This all could have been resolved sometime ago, if advisers had been directed to complete the complete DFP program run by Deakin University via the FPA or some other University.
By handing over adviser qualification/practicing to RTO's organisation that allowed advisers after a 4 day course loose on an unsuspecting public diluted the quality of adviser competency.

As far as installing ethics into an adviser go, most people you would expect are born with integrity and honesty.
No amount of education is going to change bad or poor behaviour, if you are bereft of those qualities from the outset.
FASEA is now likened to using a jack hammer to crack a walnut.
The only result I can see, if what is being proposed is implemented, will be akin to throwing the baby out with the bathwater.

Dear Associate Professor at Deakin University, Adrian Raftery, please confirm and fully disclose Deakin Uni's and your conflicts of interest in FASEA's education proposals.
I'm sure with your course planning and expected adviser numbers required to complete these courses that Deakin Uni and yourself are licking your lips at the $$ on offer. Please confirm the expected increase in income to both Deakin Uni and yourself from FASEA imposed course fees and text book sales.
Surely a fair conflict of interest and disclosure of benefits is warranted.

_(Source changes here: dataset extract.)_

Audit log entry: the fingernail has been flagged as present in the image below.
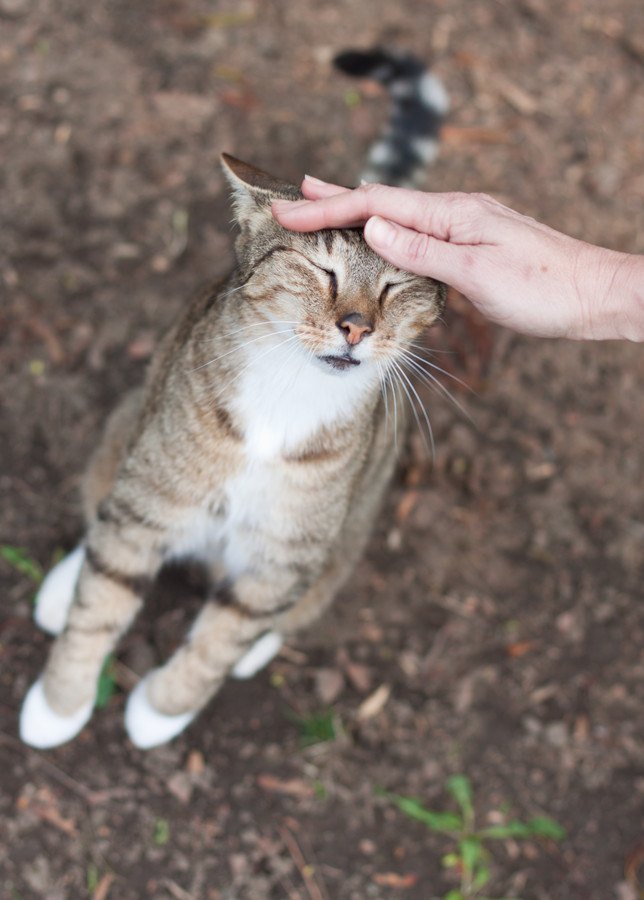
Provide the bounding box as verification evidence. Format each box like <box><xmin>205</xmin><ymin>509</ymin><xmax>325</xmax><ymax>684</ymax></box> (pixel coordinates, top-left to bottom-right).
<box><xmin>365</xmin><ymin>215</ymin><xmax>396</xmax><ymax>248</ymax></box>
<box><xmin>303</xmin><ymin>174</ymin><xmax>328</xmax><ymax>185</ymax></box>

Well said alleycat. Having people give advice with just the DFP is craziness. But FASEA is all about culling advisers. The problem with it all is that now that there will be no commissions no one new will ever want to become an adviser so there will be a massive shortage.

Everyone will get general advice only from high school dropouts working in call centres

We have already seen FASEA's proposals about recognition of prior degrees heavily favour law related courses while giving little credit to technical or numerate disciplines. Now it seems they are taking the same approach with the requirements for new degrees. Dumbing down the technical components and heavily focusing on legal issues.

Perhaps this is no surprise when you take a look at the background of the FASEA Chair...

"Catherine Walter AM is a solicitor" "She holds a first class honours Bachelor of Laws, a Master of Laws and an MBA, all from the University of Melbourne."

Do Australian consumers really want their financial advisers to provide esoteric legal waffle? Or do they want them to provide practical financial advice?